Laser-induced quenched phosphorescence detection in capillary electrophoresis.

Abstract

The feasibility of laser-based excitation for quenched phosphorescence detection in capillary electrophoresis (CE) was explored for the first time by using a small-size, quadrupled Nd-YAG laser emitting 266 nm pulses (duration, 0.4 ns) at a repetition rate of 7.8 kHz. To provide a continuous phosphorescence background, the phosphorophore 1-bromo-4-naphthalene sulfonic acid (BrNS) was added to the separation buffer.
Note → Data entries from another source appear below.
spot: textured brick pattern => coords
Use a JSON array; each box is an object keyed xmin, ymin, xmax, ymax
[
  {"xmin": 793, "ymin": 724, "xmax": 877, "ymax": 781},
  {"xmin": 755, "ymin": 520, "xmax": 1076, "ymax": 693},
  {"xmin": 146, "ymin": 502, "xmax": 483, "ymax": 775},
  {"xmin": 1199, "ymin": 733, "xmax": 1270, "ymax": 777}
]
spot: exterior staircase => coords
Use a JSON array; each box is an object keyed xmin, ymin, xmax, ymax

Both experiments and theory show that in laser-induced phosphorescence (LIP) - in contrast with lamp-excited phosphorescence - one normally deals with such high triplet-state phosphorophore concentrations that triplet-triplet annihilation is the major deactivation pathway. This results in a lower quantum yield of the analyte-induced bimolecular quenching interaction and, thus, the observed quenching signal. The situation can be improved by using a cylindrical lens for excitation in order to reduce the irradiance. In this case limits of detection (LODs) similar to those obtained using lamp excitation (1x10(-8) M) were achieved, while the width of the detection window was reduced from about 4 mm to 1 mm. Even under exclusion of triplet-triplet annihilation, i.e., under conditions of low irradiance, for our setup the quenching yields in LIP were smaller than in lamp-based phosphorescence detection. This is due to the repetition rate of the laser (7.8 kHz), which is too high in view of the phosphorescence lifetime (ca. 300 micros at low irradiance). Theory shows that this disadvantageous effect will be fully eliminated if the repetition rate is decreased to 1 kHz.